Mother's Day a loving day

My mother taught me how to read and write when I was 3 years old. She raised seven of us while my father worked two jobs. She gave me the foundation for what would be a career in journalism. I lost my mother nearly five years ago, but what she instilled in me endures. For those of you who have a mother, be thankful.
I know I am, even though she's gone.

My mother was a news junkie. She saved newspapers that carried banner headlines like Richard M. Nixon's forced resignation, in which he declared, "I am not a crook" and the assassination attempt on Gerald Ford by Lynette "Squeaky" Fromme, one of Charles Manson's disciples.

I still recall those afternoons racing home from school so I could watch the Watergate hearings with my mother.

I had her all to myself because my brothers and sisters had no clue what Watergate was about and to this day could care less.

My mother, though, never played favorites. I guess I was just the brainy one.

Years ago, she gave me a TV Guide just days after the 1963 that featured the assassination of John F. Kennedy. I still have it, along with the TV Guide that had a cover story on the untimely plane crash death of Kennedy's son.

My parents were very generous with us when they could afford to spend. When I was in elementary school, I got a Fort Apache play set.

For my eighth-grade graduation, I received a 10-speed bicycle.

In my senior year, they gave me money to take a class trip to New York City to visit the World Trade Center and Statue of Liberty.

Then I got to go on a second trip to Washington D.C. where I visited the White House and JFK's grave.

I brought my mother all kinds of brochures home and other items and she saved every one of them, including a soap sample from the hotel that my father gave me after she died Aug. 27, 2003, on his birthday after a sudden and brief illness that took her away from us at 62.

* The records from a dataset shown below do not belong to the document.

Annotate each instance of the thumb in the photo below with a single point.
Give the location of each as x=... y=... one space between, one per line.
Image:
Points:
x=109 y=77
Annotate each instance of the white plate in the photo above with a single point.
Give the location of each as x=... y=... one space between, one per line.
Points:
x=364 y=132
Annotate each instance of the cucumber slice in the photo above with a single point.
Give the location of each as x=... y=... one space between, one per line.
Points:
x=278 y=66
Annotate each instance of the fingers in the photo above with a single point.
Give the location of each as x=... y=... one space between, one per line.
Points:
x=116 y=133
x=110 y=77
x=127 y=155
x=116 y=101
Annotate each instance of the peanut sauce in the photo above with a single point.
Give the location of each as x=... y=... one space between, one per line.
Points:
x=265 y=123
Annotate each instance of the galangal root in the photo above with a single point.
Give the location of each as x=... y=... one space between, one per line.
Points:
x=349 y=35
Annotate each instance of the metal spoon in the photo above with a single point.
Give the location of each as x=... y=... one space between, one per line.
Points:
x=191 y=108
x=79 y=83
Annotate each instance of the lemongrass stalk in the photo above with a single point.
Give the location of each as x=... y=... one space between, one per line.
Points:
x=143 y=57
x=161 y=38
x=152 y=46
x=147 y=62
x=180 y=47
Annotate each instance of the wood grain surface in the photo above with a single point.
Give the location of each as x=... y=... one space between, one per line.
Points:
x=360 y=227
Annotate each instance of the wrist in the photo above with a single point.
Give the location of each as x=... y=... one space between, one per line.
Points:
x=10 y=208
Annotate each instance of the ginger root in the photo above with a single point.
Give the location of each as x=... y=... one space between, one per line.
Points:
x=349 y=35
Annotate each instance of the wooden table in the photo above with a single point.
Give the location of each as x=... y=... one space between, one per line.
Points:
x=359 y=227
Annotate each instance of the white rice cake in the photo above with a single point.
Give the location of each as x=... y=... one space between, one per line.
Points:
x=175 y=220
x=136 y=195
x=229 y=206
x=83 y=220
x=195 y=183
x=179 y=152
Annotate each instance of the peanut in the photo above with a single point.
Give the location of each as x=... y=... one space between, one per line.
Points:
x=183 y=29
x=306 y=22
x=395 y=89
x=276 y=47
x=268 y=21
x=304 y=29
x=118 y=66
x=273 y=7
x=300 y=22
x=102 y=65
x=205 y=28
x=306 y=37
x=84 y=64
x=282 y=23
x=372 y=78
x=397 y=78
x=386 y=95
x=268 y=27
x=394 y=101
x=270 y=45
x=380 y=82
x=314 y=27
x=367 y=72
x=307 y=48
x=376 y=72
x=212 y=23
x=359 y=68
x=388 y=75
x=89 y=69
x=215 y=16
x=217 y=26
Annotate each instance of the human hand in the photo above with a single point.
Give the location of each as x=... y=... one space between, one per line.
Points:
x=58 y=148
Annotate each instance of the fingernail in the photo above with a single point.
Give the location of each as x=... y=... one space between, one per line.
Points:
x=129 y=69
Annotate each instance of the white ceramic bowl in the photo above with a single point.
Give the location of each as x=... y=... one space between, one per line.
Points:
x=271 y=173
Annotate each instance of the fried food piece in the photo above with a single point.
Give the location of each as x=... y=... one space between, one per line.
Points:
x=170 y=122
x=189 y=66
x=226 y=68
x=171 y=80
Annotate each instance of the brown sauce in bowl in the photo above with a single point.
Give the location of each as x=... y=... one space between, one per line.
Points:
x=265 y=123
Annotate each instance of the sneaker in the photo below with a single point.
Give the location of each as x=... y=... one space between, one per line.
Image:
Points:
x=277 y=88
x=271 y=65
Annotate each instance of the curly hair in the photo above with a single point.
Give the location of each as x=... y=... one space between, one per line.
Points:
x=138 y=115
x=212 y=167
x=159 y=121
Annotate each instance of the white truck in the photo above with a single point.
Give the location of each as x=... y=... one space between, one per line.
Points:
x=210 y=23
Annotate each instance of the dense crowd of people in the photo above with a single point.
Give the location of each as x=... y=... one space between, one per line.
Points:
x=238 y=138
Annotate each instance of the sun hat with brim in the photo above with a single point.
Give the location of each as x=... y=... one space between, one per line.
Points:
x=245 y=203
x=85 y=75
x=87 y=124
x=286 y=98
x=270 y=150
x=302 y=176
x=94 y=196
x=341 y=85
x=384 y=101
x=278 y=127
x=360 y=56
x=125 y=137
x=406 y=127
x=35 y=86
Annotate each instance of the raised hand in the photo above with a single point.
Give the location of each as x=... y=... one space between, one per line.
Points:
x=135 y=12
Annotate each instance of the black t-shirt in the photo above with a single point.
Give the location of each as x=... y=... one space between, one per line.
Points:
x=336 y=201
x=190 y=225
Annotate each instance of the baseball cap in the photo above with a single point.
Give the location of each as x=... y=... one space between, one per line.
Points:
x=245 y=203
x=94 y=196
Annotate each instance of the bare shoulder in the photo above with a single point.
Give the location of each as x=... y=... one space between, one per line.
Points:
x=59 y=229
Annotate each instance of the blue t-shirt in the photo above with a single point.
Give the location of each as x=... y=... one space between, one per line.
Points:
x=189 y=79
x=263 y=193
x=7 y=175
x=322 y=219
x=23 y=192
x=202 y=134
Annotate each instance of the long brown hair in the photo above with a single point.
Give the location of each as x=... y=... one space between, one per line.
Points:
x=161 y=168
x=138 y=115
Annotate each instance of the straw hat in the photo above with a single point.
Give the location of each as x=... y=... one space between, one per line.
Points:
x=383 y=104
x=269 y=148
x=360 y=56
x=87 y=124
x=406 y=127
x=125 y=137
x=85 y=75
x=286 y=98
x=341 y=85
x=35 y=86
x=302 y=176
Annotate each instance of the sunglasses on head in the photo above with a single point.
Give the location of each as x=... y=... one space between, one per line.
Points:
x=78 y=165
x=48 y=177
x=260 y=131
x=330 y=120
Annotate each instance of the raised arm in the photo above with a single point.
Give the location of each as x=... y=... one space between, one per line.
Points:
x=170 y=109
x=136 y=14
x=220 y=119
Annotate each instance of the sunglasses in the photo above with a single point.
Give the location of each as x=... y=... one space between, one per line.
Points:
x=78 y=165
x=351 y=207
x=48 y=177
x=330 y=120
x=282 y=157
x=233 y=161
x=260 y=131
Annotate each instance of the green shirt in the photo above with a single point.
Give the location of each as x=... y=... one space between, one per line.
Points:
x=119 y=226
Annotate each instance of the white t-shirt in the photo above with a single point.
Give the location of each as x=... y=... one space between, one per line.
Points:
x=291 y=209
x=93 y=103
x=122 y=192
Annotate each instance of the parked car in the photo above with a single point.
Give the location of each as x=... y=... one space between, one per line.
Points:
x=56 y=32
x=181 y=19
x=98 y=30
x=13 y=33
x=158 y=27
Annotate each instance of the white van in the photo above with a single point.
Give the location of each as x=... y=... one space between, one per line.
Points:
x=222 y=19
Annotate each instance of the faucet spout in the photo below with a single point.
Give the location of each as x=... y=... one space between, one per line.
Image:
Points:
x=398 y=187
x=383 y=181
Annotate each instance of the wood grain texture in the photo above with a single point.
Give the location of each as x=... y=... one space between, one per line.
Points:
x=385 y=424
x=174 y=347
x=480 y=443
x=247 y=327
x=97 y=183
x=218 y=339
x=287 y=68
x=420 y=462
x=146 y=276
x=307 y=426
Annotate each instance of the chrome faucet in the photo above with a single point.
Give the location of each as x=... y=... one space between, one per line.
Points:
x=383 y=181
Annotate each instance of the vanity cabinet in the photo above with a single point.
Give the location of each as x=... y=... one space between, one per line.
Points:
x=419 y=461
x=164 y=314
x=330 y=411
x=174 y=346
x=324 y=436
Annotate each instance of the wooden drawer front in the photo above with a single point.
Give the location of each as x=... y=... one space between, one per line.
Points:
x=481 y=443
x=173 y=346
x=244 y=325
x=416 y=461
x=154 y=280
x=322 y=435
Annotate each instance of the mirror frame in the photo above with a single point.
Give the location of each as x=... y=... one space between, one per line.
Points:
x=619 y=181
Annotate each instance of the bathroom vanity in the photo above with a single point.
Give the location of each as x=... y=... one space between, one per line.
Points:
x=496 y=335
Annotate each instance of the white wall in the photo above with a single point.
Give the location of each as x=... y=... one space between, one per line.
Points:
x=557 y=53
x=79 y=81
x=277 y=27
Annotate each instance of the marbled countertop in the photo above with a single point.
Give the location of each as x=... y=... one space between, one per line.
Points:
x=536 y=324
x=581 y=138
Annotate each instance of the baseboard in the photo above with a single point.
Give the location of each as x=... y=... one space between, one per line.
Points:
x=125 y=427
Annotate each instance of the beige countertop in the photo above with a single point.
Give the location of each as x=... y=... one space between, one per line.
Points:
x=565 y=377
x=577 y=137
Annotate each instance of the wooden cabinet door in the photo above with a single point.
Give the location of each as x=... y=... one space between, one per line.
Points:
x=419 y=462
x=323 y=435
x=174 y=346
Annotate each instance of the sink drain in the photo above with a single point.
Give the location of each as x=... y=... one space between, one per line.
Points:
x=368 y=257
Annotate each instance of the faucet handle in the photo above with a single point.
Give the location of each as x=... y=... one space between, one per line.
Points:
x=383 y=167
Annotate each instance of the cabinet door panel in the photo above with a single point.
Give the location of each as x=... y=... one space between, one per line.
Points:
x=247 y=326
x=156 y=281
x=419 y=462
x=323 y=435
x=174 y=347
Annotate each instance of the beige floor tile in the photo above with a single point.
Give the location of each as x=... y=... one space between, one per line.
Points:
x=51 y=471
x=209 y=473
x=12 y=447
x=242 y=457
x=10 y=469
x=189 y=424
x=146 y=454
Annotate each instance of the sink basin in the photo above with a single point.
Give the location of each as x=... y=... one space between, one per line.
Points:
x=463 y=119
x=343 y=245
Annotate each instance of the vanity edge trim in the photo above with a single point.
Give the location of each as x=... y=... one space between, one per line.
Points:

This was particularly hard on our father, but I told him I believed his birthday present was that she was finally at peace in Heaven and that one day we would join her.

Sometimes it was tough competing with elementary school boys who had all kinds of Match Box and Hot Wheels cars. I had something better, though, thanks to my mom.

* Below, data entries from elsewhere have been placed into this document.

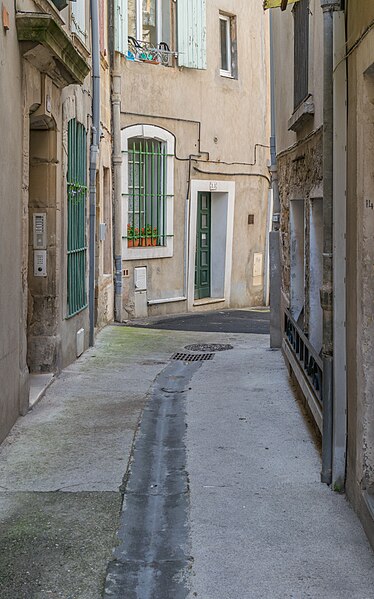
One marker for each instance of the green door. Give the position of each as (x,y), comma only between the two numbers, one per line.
(202,265)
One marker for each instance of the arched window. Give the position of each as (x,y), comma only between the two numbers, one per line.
(147,190)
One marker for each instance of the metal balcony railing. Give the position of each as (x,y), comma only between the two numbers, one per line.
(139,50)
(305,355)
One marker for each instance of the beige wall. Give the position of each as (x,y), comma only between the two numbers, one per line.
(299,154)
(231,117)
(35,334)
(284,72)
(360,258)
(10,225)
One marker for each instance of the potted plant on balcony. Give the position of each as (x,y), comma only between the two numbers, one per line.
(154,236)
(132,236)
(148,234)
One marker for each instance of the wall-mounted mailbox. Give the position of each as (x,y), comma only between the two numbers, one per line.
(40,230)
(40,263)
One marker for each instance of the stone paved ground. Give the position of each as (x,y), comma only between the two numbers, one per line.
(259,523)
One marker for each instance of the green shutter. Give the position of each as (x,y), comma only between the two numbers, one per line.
(120,26)
(192,33)
(76,231)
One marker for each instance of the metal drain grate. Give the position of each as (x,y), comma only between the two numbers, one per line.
(209,347)
(192,357)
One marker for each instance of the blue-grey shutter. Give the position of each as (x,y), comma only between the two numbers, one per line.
(121,26)
(192,33)
(78,10)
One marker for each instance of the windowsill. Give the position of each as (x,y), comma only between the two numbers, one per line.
(80,45)
(303,113)
(147,253)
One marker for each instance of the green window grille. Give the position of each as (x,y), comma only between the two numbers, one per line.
(147,197)
(76,231)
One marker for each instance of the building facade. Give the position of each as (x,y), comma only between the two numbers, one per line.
(324,170)
(46,88)
(360,256)
(193,193)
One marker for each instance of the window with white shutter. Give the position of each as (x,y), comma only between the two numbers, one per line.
(78,17)
(121,26)
(191,17)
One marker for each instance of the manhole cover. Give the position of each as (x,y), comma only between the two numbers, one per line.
(192,357)
(209,347)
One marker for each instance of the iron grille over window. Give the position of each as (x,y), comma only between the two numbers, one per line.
(147,193)
(301,51)
(76,232)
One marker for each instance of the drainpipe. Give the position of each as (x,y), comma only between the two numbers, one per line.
(115,63)
(94,150)
(340,228)
(274,235)
(328,8)
(117,200)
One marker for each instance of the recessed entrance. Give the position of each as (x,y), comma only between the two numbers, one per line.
(210,243)
(203,246)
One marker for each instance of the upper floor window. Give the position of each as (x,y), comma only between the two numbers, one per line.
(228,66)
(149,21)
(301,51)
(148,188)
(78,17)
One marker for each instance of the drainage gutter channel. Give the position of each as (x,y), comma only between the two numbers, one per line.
(153,557)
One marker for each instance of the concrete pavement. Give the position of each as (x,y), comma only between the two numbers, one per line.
(256,521)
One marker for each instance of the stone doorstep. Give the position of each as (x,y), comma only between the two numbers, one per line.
(39,383)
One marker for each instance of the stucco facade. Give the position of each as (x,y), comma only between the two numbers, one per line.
(47,86)
(220,128)
(360,256)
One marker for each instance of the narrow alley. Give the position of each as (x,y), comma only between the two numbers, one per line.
(142,476)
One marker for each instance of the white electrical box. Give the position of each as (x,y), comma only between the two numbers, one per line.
(257,265)
(102,231)
(40,230)
(40,263)
(140,278)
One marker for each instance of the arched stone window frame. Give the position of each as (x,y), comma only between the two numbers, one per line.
(164,136)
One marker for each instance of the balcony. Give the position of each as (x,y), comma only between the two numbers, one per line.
(141,51)
(46,45)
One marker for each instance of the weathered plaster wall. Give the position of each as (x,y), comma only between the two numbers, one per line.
(360,259)
(198,108)
(11,313)
(284,72)
(300,178)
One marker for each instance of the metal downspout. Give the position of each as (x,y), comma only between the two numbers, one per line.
(94,150)
(117,200)
(328,7)
(274,235)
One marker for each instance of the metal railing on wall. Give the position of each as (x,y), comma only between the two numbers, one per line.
(143,51)
(305,356)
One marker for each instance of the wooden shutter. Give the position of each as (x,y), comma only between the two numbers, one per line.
(121,26)
(78,10)
(192,33)
(301,51)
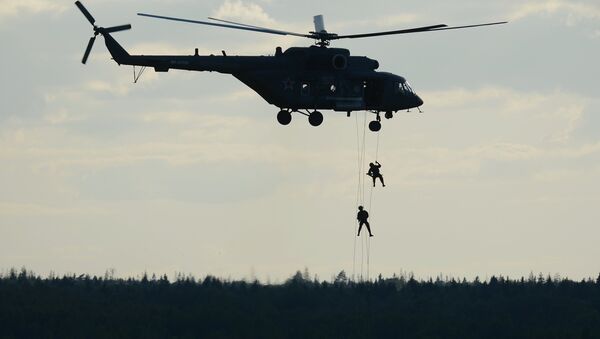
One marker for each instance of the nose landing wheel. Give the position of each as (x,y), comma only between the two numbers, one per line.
(375,126)
(315,118)
(284,117)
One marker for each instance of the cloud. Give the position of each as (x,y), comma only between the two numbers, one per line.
(14,7)
(575,11)
(246,12)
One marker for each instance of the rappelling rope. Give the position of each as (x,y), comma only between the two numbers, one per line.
(368,240)
(361,198)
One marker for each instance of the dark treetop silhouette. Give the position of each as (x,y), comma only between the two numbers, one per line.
(399,307)
(300,79)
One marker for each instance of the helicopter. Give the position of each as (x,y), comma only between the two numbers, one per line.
(300,80)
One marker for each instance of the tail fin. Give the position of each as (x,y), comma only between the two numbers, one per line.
(117,51)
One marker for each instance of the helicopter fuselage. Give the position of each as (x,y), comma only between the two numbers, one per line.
(301,78)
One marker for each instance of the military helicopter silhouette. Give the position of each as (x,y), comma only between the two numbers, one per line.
(300,79)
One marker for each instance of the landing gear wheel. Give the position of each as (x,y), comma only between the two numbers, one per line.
(284,117)
(375,126)
(315,118)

Every week when the Shopper's Guide came in the mail, my mother and I would cut out cars from the automobile dealership ads.

Over several years, I had quite the collection of cars and would feature the best of them in my own Daytona 500 races. Those other kids sure loved my paper cars.

And because my mother always read to me, especially stories from the Bible, I got to be a pretty good speller. In fact, I won the third-grade spelling be over this snot-faced girl with red hair who spelled alphabet with an F. When she got it wrong, I spelled it correctly and was the most popular kid during recess. My mother was so proud.

I think my mother's proudest moment, though, is the day she saw me graduate from college. No one in the history of our family had ever done that.

And I know she was pleased when my son was born in 1993, the second boy among her five grandchildren.

My mother was proud of every academic and professional achievement I ever accomplished. I'm sure she'd be very proud of my establishing this on-line newspaper.

I will spend part of Mother's Day today with my girlfriend, Sera, and her mother, Maria, a widow. She is very nice.

She speaks very little English since coming here in 1994 from Puerto Rico. Since I speak some Spanish, I am teaching her English. She reminds me so much of my mother that I am beginning to love her, too.

My mother was fluent in Portuguese and would sing as native songs. So I appreciate cultural differences that my mother instilled in me so many years ago in my baby-boomer life. I will always love my mother.